水を外部相とし、その中に油が微細粒子状に分散している水中油滴型(O/W型:Oil in Water type)と、それとは逆に油を外部相とし、その中に水が微細粒子状に分散している油中水滴型(W/O型:Water in Oil type)があります(文献3:1990)

身近にあるO/W型エマルションとしては、牛乳、生クリーム、マヨネーズなどがあり、一方でW/O型エマルションとしてはバター、マーガリンなどがあります。

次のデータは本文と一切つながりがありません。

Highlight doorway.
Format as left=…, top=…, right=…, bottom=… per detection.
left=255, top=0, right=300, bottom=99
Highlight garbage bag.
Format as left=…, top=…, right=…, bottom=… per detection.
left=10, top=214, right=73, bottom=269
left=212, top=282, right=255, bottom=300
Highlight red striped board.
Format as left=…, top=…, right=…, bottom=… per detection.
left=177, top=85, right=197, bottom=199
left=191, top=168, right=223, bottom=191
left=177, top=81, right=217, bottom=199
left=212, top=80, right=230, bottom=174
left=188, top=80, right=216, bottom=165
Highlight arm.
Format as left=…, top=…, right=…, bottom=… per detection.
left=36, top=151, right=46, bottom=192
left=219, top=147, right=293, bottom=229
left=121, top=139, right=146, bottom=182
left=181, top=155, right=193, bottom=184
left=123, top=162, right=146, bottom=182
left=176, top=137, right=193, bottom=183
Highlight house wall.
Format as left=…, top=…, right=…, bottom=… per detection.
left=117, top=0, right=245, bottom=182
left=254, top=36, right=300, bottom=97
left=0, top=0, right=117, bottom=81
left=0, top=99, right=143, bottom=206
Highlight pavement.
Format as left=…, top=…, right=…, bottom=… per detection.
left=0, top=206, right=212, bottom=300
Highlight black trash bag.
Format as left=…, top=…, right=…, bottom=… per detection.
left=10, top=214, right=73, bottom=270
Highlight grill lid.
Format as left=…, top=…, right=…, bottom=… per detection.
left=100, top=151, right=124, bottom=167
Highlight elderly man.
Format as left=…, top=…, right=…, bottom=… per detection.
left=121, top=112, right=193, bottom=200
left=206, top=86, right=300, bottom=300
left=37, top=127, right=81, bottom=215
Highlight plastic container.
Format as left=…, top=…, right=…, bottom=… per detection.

また、界面活性剤の水と油への親和性の程度を表す指標としてはHLB(Hydrophilic-Lipophilic Balance:親水親油バランス)が用いられることが多く、以下の図のように、

界面活性剤のHLB値とその作用、分散・溶解の挙動

HLB値は、0から20までの値を取り、0に近いほど親油性が高く20に近いほど親水性が高くなり、また界面活性剤が水中に分散するためには3以上、溶解するためには10以上が要求されることが知られており、HLB値によってその界面活性剤の性質や用途もある程度決定されます(文献4:2015)

オレイン酸グリセリルの特性は、

HLB 作用 分散・溶解性
2.5 , 4.1 W/O型乳化 分散しない – わずかに分散

このように報告されています(文献5:-;文献6:2018)

オレイン酸グリセリルは、W/O型乳化剤(親油性界面活性剤)ですが、他のO/W乳化剤(親水性乳化剤)と組み合わせることでO/W型乳化安定剤として使用されます。

実際の使用製品の種類や数および配合量は、海外の2002-2004年および2014-2015年の調査結果になりますが、以下のように報告されています。

以下表におけるリーブオン製品は、付けっ放し製品(スキンケア製品やメイクアップ製品など)を表しており、またリンスオフ製品というのは、洗い流し製品(シャンプー、洗顔料、クレンジングなど)を指します。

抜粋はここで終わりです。